Não é sobre o rock: é sobre quem o poder escolhe valorizar

 

 

Na noite desta terça-feira (17), em Curitiba, recebe a audiência pública “Rock que move a Economia: Uma visão para o Paraná”, reunindo representantes da cultura, economia e setor público para discutir o impacto do gênero no desenvolvimento do estado. A iniciativa, liderada pelo deputado estadual Delegado Tito Barichello, propõe ampliar o debate sobre o rock como força da economia criativa.

É preciso deixar claro desde o início: o problema não é o rock. O rock é, sim, uma manifestação cultural relevante, com impacto econômico concreto, capaz de movimentar eventos, turismo, empregos e toda uma cadeia produtiva legítima.

O problema é outro — e mais profundo. O que se vê é a instrumentalização do rock como vitrine para negar, silenciar e desvalorizar outras expressões culturais. Não se trata de reconhecer um setor, mas de escolher quem merece reconhecimento.

Ao elevar o rock como símbolo de desenvolvimento econômico, enquanto sambistas, carnavalescos e blocos populares seguem sem espaço institucional, o poder público constrói uma narrativa seletiva. Uma narrativa que exclui justamente as manifestações culturais mais enraizadas na base da sociedade — aquelas que movimentam comunidades inteiras, geram renda direta e mantêm viva a identidade cultural brasileira.

Essa escolha não é neutra. Ela também dialoga com um processo histórico e simbólico de embranquecimento da cultura — uma tentativa de projetar uma imagem de cidade que apaga ou minimiza suas raízes populares e afrodescendentes.

Curitiba deve muito à população afrodescendente. Não apenas em termos históricos, mas na construção cotidiana de sua cultura, sua música, suas festas e sua economia informal. O samba, o carnaval e diversas manifestações culturais que nascem das periferias são expressões diretas dessa contribuição. Ainda assim, seguem sendo tratados como secundários ou invisíveis nas agendas institucionais.

É contraditório — e revelador — que justamente a capital do Sul do Brasil com uma das maiores porcentagens de população afrodescendente seja também um espaço onde essas expressões culturais encontram tão pouco reconhecimento oficial.

Esse apagamento não acontece por acaso. Ele se conecta a uma construção histórica mais ampla. Curitiba, como diversas cidades brasileiras, teve nos anos 1930 a presença do integralismo, movimento de extrema direita ligado a Plínio Salgado e à Ação Integralista Brasileira, inspirado em modelos europeus da época. Embora não tenha sido um fenômeno exclusivo da cidade, esse passado ajuda a entender como determinados ideais de identidade — mais homogêneos, mais excludentes — encontraram espaço em diferentes momentos.

Isso não significa afirmar uma continuidade direta ou organizada hoje. Não há evidências concretas de que exista uma estrutura política atual derivada desse movimento.
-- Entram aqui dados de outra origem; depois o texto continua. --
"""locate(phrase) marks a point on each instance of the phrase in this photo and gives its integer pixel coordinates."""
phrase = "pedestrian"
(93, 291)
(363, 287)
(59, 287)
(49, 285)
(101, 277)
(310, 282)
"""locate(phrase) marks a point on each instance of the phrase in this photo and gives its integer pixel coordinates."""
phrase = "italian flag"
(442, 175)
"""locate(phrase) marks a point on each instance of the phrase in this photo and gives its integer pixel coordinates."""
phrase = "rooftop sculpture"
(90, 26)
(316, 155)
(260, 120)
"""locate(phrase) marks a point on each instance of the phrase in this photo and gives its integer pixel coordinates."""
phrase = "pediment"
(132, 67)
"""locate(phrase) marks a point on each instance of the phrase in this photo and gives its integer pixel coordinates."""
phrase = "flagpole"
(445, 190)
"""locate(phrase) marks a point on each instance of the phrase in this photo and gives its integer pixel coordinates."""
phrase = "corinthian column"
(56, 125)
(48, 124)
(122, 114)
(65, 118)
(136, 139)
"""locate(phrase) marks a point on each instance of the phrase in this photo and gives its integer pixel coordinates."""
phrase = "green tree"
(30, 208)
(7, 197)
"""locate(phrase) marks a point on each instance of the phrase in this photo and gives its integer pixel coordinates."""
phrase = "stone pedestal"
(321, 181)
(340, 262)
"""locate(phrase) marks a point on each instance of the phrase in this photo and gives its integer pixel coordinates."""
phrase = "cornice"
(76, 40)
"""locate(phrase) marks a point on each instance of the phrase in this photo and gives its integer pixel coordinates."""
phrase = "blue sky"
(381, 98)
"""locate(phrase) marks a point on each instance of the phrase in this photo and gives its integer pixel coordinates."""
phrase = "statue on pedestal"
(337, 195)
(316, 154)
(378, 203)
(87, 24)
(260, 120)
Mas as disputas simbólicas permanecem, atualizadas em novas formas — inclusive na maneira como a cultura é selecionada, promovida ou ignorada.

A própria expressão “República de Curitiba”, popularizada durante a Operação Lava Jato, mostra como a cidade foi alçada a símbolo de determinados posicionamentos políticos e ideológicos. Esse imaginário também influencia quais narrativas ganham visibilidade — e quais são deixadas de lado.

Nesse contexto, o uso do rock como “motor da economia” ultrapassa a música. Ele passa a integrar uma construção de imagem: a de uma cidade que escolhe quais culturas quer exibir e quais prefere ocultar.

E os números — e a realidade das ruas — contam outra história. O samba, o carnaval e as manifestações populares movimentam uma cadeia produtiva ampla e descentralizada, envolvendo trabalhadores informais, artistas independentes, costureiras, técnicos, ambulantes e pequenos empreendedores. São, de fato, motores da economia — muitas vezes sem qualquer apoio institucional.

Ignorar isso não é apenas um erro de política pública. É uma escolha. E, quando essa escolha recai sistematicamente sobre manifestações associadas à cultura afro-brasileira, ela também revela um recorte racial que precisa ser enfrentado com honestidade.

Uma política cultural séria não pode ser seletiva. Não pode servir como ferramenta de afirmação ideológica disfarçada de debate econômico. Valorizar a cultura exige reconhecer sua diversidade, sua origem e, sobretudo, quem a constrói.

Se há espaço para discutir o impacto do rock — e deve haver — também precisa haver, com a mesma prioridade e estrutura, debates sobre o samba, o carnaval e todas as outras expressões que sustentam a economia cultural da cidade.

Caso contrário, o que se promove não é desenvolvimento cultural. É exclusão institucionalizada — com estética definida e memória seletiva e coisa da direita excludente.